Wednesday, April 28, 2010

There are places I remember...

From kindergarten to 5th grade I attended Friends Seminary School. All was well till 4th and 5th grades when things went completely and totally down hill. A new very very cool (and still, as an adult much cooler than I could ever hope to be) girl moved to our school. She took my very best friend Sasha away and in doing so, took the rest of my friends away as well.
5th grade was an absolute nightmare for me. Awful year. I had not one single friend which in itself is horrible but when everyone decides that they are also going to be cruel to you it makes it so much worse. So much worse.
I was the only kid in two classrooms not invited to birthday parties, I once had a sleep over and stupid me didn't even question why everyone attended till they all got up and left.

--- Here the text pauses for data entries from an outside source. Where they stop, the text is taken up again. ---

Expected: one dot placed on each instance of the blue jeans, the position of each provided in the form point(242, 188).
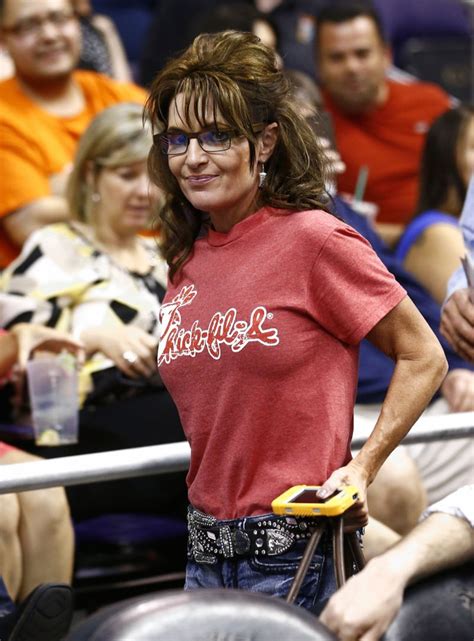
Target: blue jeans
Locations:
point(271, 575)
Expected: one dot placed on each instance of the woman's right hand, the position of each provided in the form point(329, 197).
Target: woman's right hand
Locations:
point(132, 350)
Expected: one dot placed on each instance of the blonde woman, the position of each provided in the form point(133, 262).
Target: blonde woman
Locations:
point(97, 278)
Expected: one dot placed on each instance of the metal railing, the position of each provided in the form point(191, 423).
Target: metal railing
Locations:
point(174, 457)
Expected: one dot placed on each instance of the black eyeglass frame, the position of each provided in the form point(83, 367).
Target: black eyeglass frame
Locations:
point(33, 25)
point(160, 140)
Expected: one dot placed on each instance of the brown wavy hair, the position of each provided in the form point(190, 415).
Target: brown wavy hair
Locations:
point(235, 74)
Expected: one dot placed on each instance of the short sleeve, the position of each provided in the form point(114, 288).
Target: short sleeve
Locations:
point(23, 176)
point(349, 289)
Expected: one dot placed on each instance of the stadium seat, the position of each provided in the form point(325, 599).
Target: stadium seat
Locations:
point(202, 615)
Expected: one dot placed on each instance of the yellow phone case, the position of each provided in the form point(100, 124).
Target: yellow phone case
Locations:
point(336, 505)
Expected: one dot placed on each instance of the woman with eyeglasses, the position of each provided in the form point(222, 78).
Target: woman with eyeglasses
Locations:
point(99, 279)
point(268, 297)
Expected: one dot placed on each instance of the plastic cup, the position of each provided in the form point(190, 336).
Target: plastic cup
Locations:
point(54, 396)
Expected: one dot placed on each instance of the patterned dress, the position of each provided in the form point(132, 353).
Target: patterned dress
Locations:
point(62, 280)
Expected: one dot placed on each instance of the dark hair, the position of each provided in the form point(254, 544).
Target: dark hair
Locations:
point(238, 16)
point(239, 77)
point(439, 172)
point(338, 12)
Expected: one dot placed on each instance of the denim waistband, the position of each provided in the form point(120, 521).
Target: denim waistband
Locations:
point(265, 535)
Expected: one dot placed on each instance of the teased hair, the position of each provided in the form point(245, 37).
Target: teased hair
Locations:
point(238, 75)
point(117, 136)
point(439, 171)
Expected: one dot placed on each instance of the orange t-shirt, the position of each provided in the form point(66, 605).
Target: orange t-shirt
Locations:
point(388, 140)
point(35, 145)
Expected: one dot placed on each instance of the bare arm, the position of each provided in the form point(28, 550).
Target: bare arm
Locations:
point(457, 323)
point(420, 367)
point(435, 256)
point(21, 223)
point(366, 605)
point(24, 338)
point(117, 342)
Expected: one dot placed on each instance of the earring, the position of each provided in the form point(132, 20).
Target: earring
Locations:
point(262, 176)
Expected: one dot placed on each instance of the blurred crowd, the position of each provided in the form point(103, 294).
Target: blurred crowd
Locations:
point(80, 261)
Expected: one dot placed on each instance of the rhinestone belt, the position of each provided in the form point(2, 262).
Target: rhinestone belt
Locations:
point(212, 540)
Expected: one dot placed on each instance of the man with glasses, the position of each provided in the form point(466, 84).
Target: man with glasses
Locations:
point(44, 108)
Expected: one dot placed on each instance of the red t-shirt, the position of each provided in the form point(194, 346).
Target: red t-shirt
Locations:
point(388, 140)
point(259, 350)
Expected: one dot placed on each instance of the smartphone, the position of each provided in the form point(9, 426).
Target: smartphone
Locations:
point(301, 500)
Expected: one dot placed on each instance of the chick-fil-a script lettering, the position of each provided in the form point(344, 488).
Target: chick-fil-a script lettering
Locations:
point(224, 328)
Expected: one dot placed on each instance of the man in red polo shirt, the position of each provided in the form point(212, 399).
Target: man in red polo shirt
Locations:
point(379, 123)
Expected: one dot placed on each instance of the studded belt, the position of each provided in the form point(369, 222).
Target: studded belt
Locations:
point(212, 540)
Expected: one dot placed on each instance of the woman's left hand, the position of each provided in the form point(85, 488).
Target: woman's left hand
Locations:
point(357, 515)
point(31, 337)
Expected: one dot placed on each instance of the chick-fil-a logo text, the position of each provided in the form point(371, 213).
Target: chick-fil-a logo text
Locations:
point(223, 329)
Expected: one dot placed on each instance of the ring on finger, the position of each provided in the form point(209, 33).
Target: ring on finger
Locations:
point(130, 356)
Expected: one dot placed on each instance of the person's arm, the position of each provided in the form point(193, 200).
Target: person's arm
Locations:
point(116, 343)
point(457, 323)
point(458, 390)
point(18, 344)
point(120, 66)
point(45, 211)
point(435, 256)
point(366, 605)
point(420, 367)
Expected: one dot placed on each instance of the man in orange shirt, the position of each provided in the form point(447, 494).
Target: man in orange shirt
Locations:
point(44, 109)
point(378, 123)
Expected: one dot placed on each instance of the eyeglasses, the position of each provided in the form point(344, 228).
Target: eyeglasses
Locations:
point(212, 141)
point(32, 26)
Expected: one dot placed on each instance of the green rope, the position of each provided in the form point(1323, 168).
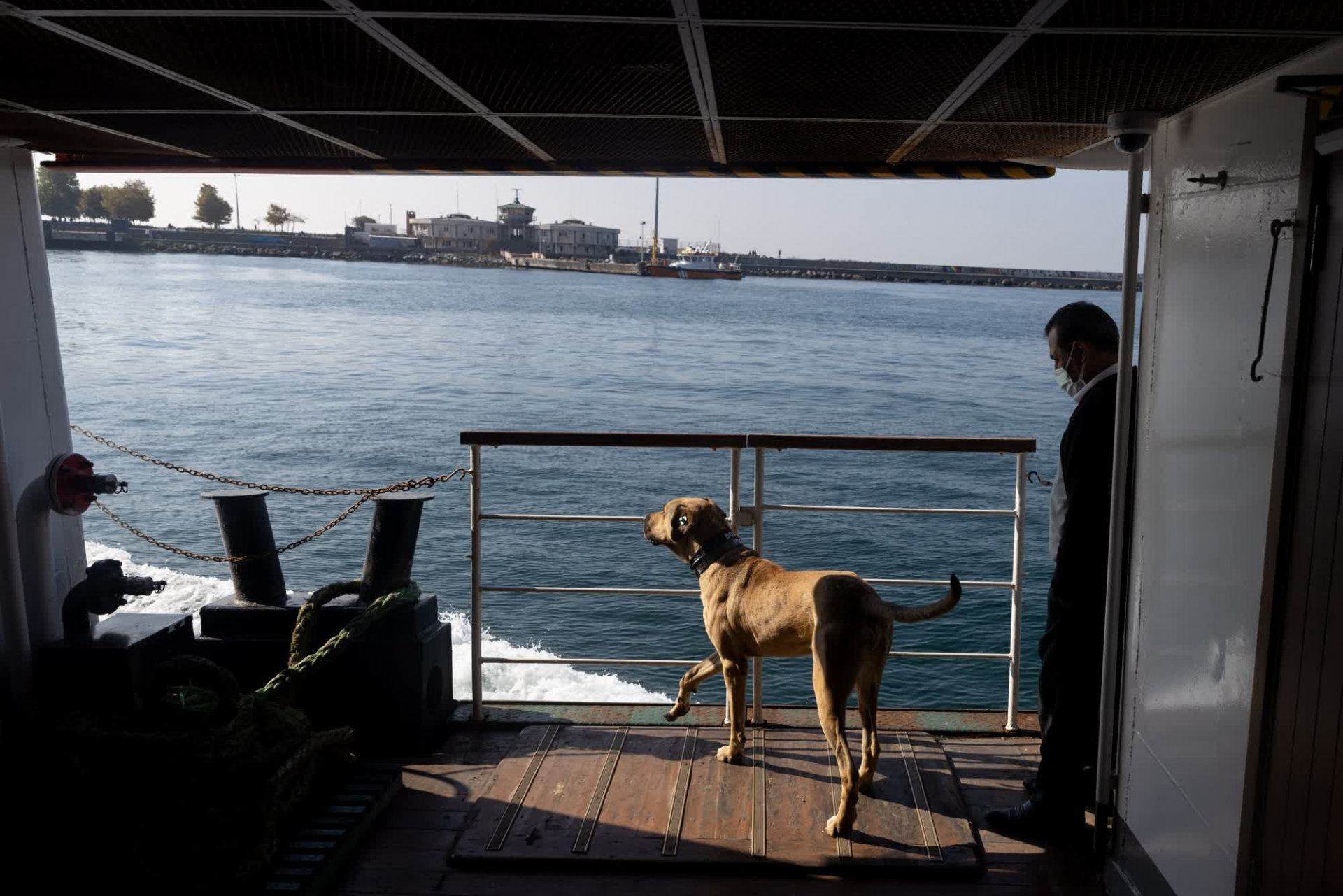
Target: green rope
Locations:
point(300, 645)
point(309, 665)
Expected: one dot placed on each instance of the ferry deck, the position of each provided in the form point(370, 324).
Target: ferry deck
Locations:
point(1224, 650)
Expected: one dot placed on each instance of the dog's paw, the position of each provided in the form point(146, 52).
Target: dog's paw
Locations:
point(836, 827)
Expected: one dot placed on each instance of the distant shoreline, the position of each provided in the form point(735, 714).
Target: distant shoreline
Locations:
point(791, 269)
point(182, 248)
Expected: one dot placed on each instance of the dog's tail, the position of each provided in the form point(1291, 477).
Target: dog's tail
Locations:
point(928, 610)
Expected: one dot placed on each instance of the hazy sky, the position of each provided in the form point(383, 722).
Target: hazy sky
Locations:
point(1072, 220)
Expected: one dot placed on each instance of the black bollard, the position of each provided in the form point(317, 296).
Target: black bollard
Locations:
point(245, 525)
point(391, 543)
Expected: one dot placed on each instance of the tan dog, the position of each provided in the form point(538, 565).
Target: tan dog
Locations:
point(754, 608)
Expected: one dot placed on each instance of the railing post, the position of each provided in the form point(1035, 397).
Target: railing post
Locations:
point(735, 490)
point(758, 543)
point(1017, 547)
point(477, 709)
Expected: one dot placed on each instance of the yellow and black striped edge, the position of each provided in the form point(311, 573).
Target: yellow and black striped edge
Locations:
point(906, 171)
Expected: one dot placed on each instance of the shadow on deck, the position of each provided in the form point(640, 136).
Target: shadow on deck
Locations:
point(454, 799)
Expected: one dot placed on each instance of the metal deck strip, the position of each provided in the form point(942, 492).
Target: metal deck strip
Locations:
point(758, 808)
point(930, 830)
point(520, 792)
point(844, 845)
point(683, 788)
point(604, 783)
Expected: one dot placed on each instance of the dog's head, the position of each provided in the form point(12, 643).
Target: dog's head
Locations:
point(685, 524)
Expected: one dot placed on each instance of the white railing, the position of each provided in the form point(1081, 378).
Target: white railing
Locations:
point(735, 443)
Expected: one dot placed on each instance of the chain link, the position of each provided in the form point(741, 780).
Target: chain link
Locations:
point(364, 495)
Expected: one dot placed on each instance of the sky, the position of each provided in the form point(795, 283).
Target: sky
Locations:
point(1072, 220)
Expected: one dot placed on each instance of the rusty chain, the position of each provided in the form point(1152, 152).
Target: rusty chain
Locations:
point(364, 495)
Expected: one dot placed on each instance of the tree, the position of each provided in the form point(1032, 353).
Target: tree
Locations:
point(92, 203)
point(277, 215)
point(132, 201)
point(58, 192)
point(213, 208)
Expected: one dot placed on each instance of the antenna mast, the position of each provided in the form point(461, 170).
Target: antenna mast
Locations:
point(657, 191)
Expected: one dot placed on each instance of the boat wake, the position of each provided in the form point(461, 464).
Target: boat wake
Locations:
point(187, 592)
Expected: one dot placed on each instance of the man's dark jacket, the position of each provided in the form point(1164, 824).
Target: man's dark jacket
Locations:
point(1087, 457)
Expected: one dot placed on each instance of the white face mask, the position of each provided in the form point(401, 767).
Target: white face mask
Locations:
point(1067, 383)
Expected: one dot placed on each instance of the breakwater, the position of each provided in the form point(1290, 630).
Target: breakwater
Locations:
point(895, 273)
point(576, 265)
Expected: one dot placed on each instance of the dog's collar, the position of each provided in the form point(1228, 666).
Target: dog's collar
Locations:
point(713, 551)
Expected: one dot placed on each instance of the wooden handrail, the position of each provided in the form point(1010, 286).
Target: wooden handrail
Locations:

I ran into the hall after them to find out what on earth was going on and was informed that the only reason any of them came in the first place was because they wanted to prove that I was lying about Daryl Hall (ya know, of Hall and Oates?) living in my building. It was the truth. I WASN'T lying. I used to ride the elevator with him all the time. Today not to impressive but back in 1982 and 83? BIG DEAL. They discovered that I wasn't lying and all went back to the apartment and no one spoke to me the rest of the night.
Happy birthday to me.
We used to spend every weekend in the country and one Sunday night we came back to find a very hurtful, mean message on my parents answering machine from my former best friend and her new best friend. My mother remained very very calm though I'm sure inside she was so upset. She sat down with me and told me the best way to handle this was for me to ignore it. Act like it didn't happen. When they asked about the message (and she knew they would) act like I had no idea what they were talking about.
I thought she was insane but nothing else was working so I might as well try her way.
In the spring we went to a local Y to swim for gym period. Just a few blocks away from school but it was always towards the end of the day.
Looking back, those two twits must have been dying all day waiting for me to approach them or say something about the message but I didn't. I held my tongue.
As we were walking by this church they called out to me "Diana, did you get any messages last night on your machine?" I remember I stopped and looked up at this beautiful mosaic on this church turned to them and said "No, Why? Did you call?"
The looks on their face was fantastic. I had just taken all the wind out of their sails and all the fun out of their sport cruelty. They put their heads together and chattered like squirrels clearly trying to figure out what had gone wrong with the plan to be hateful and mean.
I remember feeling like I'd FINALLY won a round and I felt strong and smart.
It was there on that day, under that beautiful portrait mosaic of Christ that I learned that you don't have to give all the power to the bully if you don't want to.
I also learned that my mother is one smart cookie and she knows what she's talking about.
That was 25+ years ago and every single time I pass this church this memory always floods back to me.